WCCP was developed by Cisco Systems and is used within routers and caches. A WCCP-enabled cache will signal a WCCP-enabled router, informing it of its IP address. When the router receives HTTP requests, it will automatically select a cache based on a hashing algorithm and forward the packet. This process is transparent to the user. On receipt of the packet, the cache will either serve the content or request it from the origin server. Using WCCP allows network administrators to deploy WCR seamlessly into the network. While this is an open protocol and has had many enhancements, there are a few aspects that often deter the network designers at high-performance Web sites.
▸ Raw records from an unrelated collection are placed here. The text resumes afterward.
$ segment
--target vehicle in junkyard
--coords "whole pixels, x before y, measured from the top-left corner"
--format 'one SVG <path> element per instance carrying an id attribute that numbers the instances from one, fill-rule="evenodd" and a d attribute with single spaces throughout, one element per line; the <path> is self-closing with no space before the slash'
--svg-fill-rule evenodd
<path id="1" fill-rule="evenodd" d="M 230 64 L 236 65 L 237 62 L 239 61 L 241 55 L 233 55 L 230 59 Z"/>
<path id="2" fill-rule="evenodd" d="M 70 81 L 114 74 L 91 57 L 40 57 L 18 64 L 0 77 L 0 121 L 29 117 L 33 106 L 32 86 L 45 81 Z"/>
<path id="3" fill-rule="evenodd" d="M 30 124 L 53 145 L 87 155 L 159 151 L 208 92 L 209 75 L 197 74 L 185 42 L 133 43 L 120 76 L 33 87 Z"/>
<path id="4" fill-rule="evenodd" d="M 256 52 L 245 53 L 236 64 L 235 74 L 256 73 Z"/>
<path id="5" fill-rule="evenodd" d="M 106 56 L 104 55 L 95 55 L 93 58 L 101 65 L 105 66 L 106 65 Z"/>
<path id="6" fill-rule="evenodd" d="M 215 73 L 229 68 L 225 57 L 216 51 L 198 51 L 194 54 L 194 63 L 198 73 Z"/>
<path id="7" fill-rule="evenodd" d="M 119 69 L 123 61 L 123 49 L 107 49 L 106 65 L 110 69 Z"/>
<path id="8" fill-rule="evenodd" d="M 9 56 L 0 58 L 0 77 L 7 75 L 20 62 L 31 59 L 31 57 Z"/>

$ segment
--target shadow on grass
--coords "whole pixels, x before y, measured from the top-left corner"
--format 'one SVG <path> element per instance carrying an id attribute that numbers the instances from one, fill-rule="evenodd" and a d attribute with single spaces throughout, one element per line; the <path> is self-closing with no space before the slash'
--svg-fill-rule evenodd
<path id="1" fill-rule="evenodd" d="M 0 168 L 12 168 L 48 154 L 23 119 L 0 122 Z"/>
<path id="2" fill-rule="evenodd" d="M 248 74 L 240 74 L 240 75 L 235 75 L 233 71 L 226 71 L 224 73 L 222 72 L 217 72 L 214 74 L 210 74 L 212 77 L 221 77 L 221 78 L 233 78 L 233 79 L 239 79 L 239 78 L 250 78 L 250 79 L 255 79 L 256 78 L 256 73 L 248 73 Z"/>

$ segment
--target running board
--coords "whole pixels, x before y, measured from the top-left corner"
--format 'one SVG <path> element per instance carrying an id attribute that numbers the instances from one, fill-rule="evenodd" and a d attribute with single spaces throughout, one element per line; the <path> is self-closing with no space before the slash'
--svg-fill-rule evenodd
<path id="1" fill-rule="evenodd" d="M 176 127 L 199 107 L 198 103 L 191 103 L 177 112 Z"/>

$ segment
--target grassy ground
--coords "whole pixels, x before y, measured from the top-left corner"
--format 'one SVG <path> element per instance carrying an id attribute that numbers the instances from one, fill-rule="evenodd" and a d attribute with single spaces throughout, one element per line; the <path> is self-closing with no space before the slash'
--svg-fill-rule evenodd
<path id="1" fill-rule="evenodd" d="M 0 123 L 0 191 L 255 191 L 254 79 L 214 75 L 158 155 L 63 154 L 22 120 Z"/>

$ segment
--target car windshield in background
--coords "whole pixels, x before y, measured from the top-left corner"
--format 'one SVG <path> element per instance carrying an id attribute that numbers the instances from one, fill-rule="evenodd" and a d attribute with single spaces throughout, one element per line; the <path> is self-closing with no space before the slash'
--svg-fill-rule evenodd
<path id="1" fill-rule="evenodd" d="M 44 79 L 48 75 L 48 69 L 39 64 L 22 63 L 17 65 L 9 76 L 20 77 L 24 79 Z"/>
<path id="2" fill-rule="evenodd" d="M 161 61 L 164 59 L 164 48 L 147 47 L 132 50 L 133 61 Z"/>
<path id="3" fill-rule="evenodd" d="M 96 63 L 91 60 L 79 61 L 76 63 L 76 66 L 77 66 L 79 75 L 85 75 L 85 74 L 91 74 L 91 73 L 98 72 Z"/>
Placing additional overhead on software-based routers can heavily impact basic router functions such as updates, forwarding, and convergence times. In addition, routers might not be managed by the business and be in the control of an outsourcing provider.
Encapsulation of all packets between the router and the cache adds overhead to both devices.
Layer 7-based Web cache redirection is not possible.

While both these protocols offer a form of scalability and cache meshing or clustering, nothing beats using a content switch to provide load balancing of large cache farms without impacting performance of the cache or other key networking devices.